Maybe there is something to that «warm-up» thing, after all.
In the past few years I’ve found myself having trouble getting back into the flow of running. When I go out it has been more difficult than it used to be. Perhaps I’m getting older, certainly I’ve fallen out of good training habits, but I’ve only rarely found that «zone» I used to enjoy where I settle in to a pace and feel I can continue indefinitely.
Today’s run was a good deal closer to that than it has been in a while, and I credit that to not starting running straight out the door.

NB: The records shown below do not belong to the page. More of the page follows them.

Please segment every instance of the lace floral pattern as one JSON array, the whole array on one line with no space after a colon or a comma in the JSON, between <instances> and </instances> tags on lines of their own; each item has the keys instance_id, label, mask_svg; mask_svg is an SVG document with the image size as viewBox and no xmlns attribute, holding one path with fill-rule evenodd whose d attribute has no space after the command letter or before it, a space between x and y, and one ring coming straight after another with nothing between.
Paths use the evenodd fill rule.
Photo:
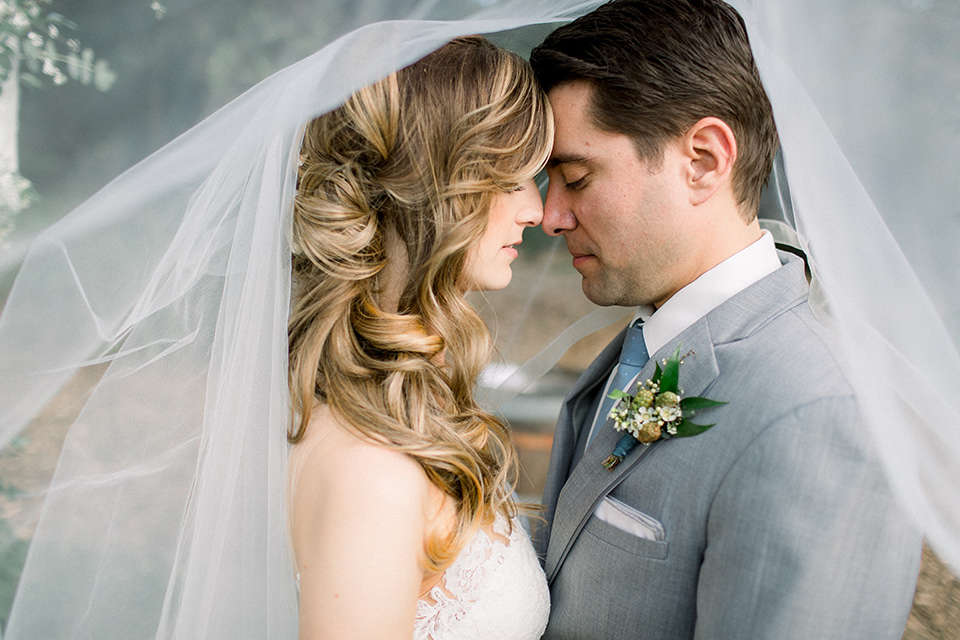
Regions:
<instances>
[{"instance_id":1,"label":"lace floral pattern","mask_svg":"<svg viewBox=\"0 0 960 640\"><path fill-rule=\"evenodd\" d=\"M493 536L477 532L417 604L414 640L535 640L550 614L550 592L530 539L498 516Z\"/></svg>"}]
</instances>

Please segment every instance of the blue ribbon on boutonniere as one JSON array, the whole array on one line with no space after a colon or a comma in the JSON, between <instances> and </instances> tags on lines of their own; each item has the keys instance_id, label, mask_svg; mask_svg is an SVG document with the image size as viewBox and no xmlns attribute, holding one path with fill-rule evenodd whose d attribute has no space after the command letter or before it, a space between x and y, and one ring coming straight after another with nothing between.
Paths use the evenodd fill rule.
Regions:
<instances>
[{"instance_id":1,"label":"blue ribbon on boutonniere","mask_svg":"<svg viewBox=\"0 0 960 640\"><path fill-rule=\"evenodd\" d=\"M644 383L637 381L636 393L631 395L616 389L608 396L618 401L610 410L614 428L626 431L617 441L613 453L603 461L603 466L609 471L613 471L637 444L649 445L657 440L689 438L713 426L695 424L688 418L701 409L727 403L709 398L682 397L683 391L679 386L682 363L678 346L673 355L663 361L663 369L658 362L652 378Z\"/></svg>"}]
</instances>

When I put the heartrate monitor on, I saw that my pulse was faster than it ought to be — it was up around 120 not exactly at rest, but not under any real exertion either. If I’d walked into an emergency room, they’d have called that *tachycardia*. I was otherwise fine, and I’m chalking it all up to a combination of stress and being generally out of shape. If I want my resting heartrate lower, canceling a planned run is not the way to do it.
However, I thought it prudent to start out walking rather than running. I did a mile in about fifteen minutes — a moderately brisk pace, but walking. At the mile mark, I started a slow run, and was pleasantly surprised to find it easy to maintain.
That said, I did *not* maintain the pace. Instead I varied it quite a bit. I did a few intervals and took a couple of walk breaks, and took a short detour onto the rocks to take photos. About a half mile from home on the way back I stopped at Trader Joe’s to pick up a salad and sushi for lunch and called the walk back home my cool-down.
The sky was blue and the air was warm. It was a good day to be out and I’m calling it a very successful run. As far as the heartrate goes, well, as meditative as I find running to be, perhaps I ought to start back with the sitting meditation as well. Something else worthwhile about which I’ve fallen out of practice.